Technical Due Diligence and Build vs Buy
How to evaluate platforms, vendors, and build decisions—including AI vendors—and when to recommend buy vs build.
Engineering leaders constantly face build-vs-buy and vendor decisions. Getting them wrong costs time, money, and optionality. This resource outlines how to evaluate options and when to recommend buy vs build—including for AI vendors and APIs.
How to evaluate platforms and vendors
Security and compliance. Does the vendor meet your security bar (e.g. SOC 2, GDPR)? How do they handle data, credentials, and incidents? For AI: where does data go, and what are the terms for training and retention?
Lock-in and portability. How hard is it to replace the vendor or migrate off? What’s the exit path and cost?

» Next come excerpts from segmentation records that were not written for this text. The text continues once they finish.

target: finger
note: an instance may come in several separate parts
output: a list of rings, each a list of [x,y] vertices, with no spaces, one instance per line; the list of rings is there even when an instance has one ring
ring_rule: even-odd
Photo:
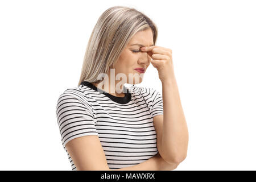
[[[160,54],[154,54],[152,55],[152,59],[157,59],[159,60],[168,60],[170,59],[170,57],[166,55],[160,55]]]
[[[156,68],[160,68],[161,67],[161,65],[163,64],[163,60],[159,60],[156,59],[153,59],[151,60],[151,64],[153,65],[154,67]]]

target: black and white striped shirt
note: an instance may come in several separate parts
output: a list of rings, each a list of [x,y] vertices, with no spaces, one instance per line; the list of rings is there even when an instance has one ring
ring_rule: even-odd
[[[125,96],[116,97],[83,81],[59,96],[57,124],[72,170],[77,169],[65,147],[82,136],[99,137],[111,169],[141,163],[157,154],[153,117],[163,114],[162,94],[136,85],[123,89]]]

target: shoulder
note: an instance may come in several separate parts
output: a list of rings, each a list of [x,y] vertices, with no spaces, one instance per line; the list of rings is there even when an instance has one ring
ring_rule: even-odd
[[[86,91],[86,86],[82,85],[66,88],[59,95],[57,104],[61,101],[67,99],[76,99],[82,103],[89,102],[89,92]]]
[[[132,85],[129,88],[129,91],[133,93],[139,93],[143,96],[152,97],[155,94],[158,94],[159,91],[156,89],[148,86],[138,86]]]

TCO. Include licensing, integration, operational cost, and the cost of switching later. “Cheap” often hides lock-in and migration cost.
Team fit. Can your team operate and extend the system? Is the tech stack and support model a match for your skills and roadmap?
Including AI vendors and APIs
For AI APIs and platforms, add:
- Data and IP. What data is sent, who can use it, and whether it’s used for training. Prefer vendors with clear, contractually binding terms.
- Reliability and rate limits. What are SLAs and rate limits? How do they affect your product under load?
- Model lifecycle. How often do models change, and how do you handle breaking changes? Can you pin versions or control rollout?
Evaluate AI vendors with the same rigor as any critical platform: security, lock-in, TCO, and team fit.
When to recommend buy vs build
Buy (or use a platform) when:
- The problem is well understood and solved by others (e.g. auth, payments, standard CRUD).
- Your differentiator is elsewhere; this is table stakes.
- The vendor’s roadmap and support align with your needs and you can accept the lock-in and cost.
Build when:
- The capability is core to your product or gives you durable advantage.
- No vendor fits your constraints (scale, compliance, domain).
- The build cost and risk are lower than the long-term cost and risk of the wrong vendor.
Hybrid. Often you buy the base (e.g. cloud, DB, AI API) and build the orchestration, product logic, and safety layers. Be explicit about what you own vs what you delegate.